Each week, we read in this section, the ramblings of our local climate inaction, skeptic, denialist, delaying, whinging conspiracy theorists, quoting insignificant detail from obscure sources. Let us consider where things are actually at right now, December 2011, leading up to international climate negotiations in Durban over the next two weeks.
Planet Earth, third rock from the sun, our home, has a major problem. We all know that. Too much greenhouse causing gases emitted into the atmosphere resulting in a warming planet. We have, since the industrial revolution, taken massive amounts of carbon in the form of coal and oil, from where it was naturally stored from another geological era and put it into the atmosphere in the current era.
Scientists can predict, quite accurately, how varying levels of CO2 in the atmosphere will impact on future warming and it is on this basis that these judgments are made. Economists can predict, quite accurately, at what cost we can achieve emission reductions. The naysayers will argue these points in painful irrational detail, however, the big players of international government and industry are way ahead of these trivialities and are acting as we need them to.
Global agreement is already in place to retain warming to a maximum two degrees C, this century. Ahead of Durban, UNEP has released an update of their Emissions Gap Report. The United Nations Environment Program (UNEP) is the voice for the environment in the UN system. Cutting emissions by 2020 to a level that could keep a global, 21st century, temperature rise under two degrees Celsius is technologically and economically feasible, says the comprehensive new study.
The annual UNEP Gap Report is a vital contribution to the global effort to address dangerous climate change. It shows that we have much to do, both in terms of ambition and policy, but it also shows that the gap can still be closed if we act now. This is a message of hope and an important call to action. The study, titled Bridging the Emissions Gap, brought together to examine the newest scientific research on the gap between the pledges that countries have made to cut their greenhouse gas emissions and what will be needed if we are to be on track to reach the two degree target by 2020.

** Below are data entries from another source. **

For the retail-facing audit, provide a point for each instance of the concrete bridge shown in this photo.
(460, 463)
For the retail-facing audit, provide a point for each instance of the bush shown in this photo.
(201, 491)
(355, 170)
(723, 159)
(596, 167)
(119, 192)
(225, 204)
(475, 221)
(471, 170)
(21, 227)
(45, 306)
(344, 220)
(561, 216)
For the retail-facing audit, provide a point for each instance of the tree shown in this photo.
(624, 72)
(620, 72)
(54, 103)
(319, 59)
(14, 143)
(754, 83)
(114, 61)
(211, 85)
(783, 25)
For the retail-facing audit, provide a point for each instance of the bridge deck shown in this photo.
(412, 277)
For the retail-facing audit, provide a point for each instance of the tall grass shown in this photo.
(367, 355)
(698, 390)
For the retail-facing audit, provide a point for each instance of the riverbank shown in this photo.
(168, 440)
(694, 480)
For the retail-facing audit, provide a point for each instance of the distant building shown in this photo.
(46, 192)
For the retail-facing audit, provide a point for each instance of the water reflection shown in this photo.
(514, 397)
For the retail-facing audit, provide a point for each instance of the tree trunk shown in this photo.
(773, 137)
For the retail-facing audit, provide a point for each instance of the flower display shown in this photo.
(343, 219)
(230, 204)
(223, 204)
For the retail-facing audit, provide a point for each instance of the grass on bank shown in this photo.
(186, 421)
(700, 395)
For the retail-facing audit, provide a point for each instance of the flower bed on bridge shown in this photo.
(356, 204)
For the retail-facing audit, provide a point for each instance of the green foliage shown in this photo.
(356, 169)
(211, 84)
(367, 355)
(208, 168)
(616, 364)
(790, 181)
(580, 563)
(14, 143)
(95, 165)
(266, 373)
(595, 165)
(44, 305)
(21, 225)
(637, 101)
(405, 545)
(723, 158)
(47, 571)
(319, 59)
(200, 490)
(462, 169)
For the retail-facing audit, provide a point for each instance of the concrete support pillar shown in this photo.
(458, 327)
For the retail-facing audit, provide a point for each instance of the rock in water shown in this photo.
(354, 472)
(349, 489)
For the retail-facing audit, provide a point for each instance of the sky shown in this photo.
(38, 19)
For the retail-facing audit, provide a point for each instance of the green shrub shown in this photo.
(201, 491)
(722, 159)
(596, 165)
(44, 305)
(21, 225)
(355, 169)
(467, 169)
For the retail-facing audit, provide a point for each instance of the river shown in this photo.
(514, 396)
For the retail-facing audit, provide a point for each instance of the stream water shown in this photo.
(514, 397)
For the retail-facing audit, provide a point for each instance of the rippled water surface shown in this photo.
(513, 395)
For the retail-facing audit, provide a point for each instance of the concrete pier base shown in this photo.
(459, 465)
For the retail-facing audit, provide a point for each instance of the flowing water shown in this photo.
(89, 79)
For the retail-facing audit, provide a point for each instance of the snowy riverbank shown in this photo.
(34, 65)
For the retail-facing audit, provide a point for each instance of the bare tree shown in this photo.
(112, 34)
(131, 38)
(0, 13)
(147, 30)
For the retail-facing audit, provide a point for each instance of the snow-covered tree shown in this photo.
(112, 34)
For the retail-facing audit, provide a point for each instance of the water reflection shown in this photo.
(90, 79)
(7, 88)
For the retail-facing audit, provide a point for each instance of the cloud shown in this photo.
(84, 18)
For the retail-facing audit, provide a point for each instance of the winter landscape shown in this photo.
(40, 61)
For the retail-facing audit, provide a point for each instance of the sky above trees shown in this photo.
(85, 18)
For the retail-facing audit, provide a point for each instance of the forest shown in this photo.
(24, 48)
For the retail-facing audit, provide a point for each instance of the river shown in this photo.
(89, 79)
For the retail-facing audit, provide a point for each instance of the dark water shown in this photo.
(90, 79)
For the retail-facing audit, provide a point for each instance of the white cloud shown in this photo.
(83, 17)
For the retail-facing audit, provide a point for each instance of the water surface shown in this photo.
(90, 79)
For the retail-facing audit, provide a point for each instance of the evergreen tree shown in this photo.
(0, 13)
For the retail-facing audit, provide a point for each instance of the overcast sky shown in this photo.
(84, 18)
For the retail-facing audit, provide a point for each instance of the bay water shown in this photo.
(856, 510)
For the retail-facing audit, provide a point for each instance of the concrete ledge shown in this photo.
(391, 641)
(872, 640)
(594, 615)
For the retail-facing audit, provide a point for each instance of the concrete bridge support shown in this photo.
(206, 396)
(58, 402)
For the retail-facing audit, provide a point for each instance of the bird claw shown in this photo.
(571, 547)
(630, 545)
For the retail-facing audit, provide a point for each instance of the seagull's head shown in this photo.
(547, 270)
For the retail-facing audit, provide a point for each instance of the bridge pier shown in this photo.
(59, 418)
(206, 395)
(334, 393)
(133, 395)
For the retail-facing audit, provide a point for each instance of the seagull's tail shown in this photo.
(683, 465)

This report puts into the hands of governments and policymakers vital information about their options if the world is to meet the climate change challenge. This year, countries will be able to begin their deliberations in Durban, South Africa, with all the key technological and economic scenarios at their fingertips that outline the gap between current ambition and scientific reality, alongside the urgent bridges that can be built to span this emissions’ divide.
Bridging the Emissions Gap is the second in UNEP’s series of reports on the topic. The first – the Emissions Gap Report – became a clear benchmark at last year’s international climate negotiations in Cancun, Mexico. This study, again, reminds us that efforts to address climate change are currently still insufficient. But it also shows that it is possible for governments to bridge the gap between what they have promised and what needs to be done to stay below a two-degrees Celsius average global temperature rise.
Time is short, so we need to optimise the tools at hand. In Durban, governments need to resolve the immediate future of the Kyoto Protocol, define the longer path towards a global, binding climate agreement, launch the agreed institutional network to support developing countries in their response to the climate challenge, and set out a path to deliver the long-term funding that will pay for that.
Bridging the Emissions Gap highlights the need for realistic changes in the energy system, by improving energy efficiency and by accelerating the introduction of renewable energies. Specifically, the study reviewed 13 scenarios from nine different scientific groups. The scenarios were all able to reduce greenhouse gas emissions to meet the two-degree target by 2020 by using a combination of the following:
The report’s authors note that all the scenarios examined had different mixes of these options, indicating that there are many different pathways to bridging the gap.
Importantly for policymakers, the report also looks at what these options would cost. Globally, the average marginal costs range from $US25-$US54 per tonne of equivalent carbon dioxide removed, with a median value of $US34 per tonne.
This emissions reduction potential is larger than the estimated emissions gap of 12 GtCO2e under business-as-usual conditions, and as such, provides policymakers with clear insights into promising options for the way forward to stay below the two-degree C target.
This report confirms that Australia’s recent clean energy legislation is considered to be in line with global climate action policy, albeit inconvenient for many to admit.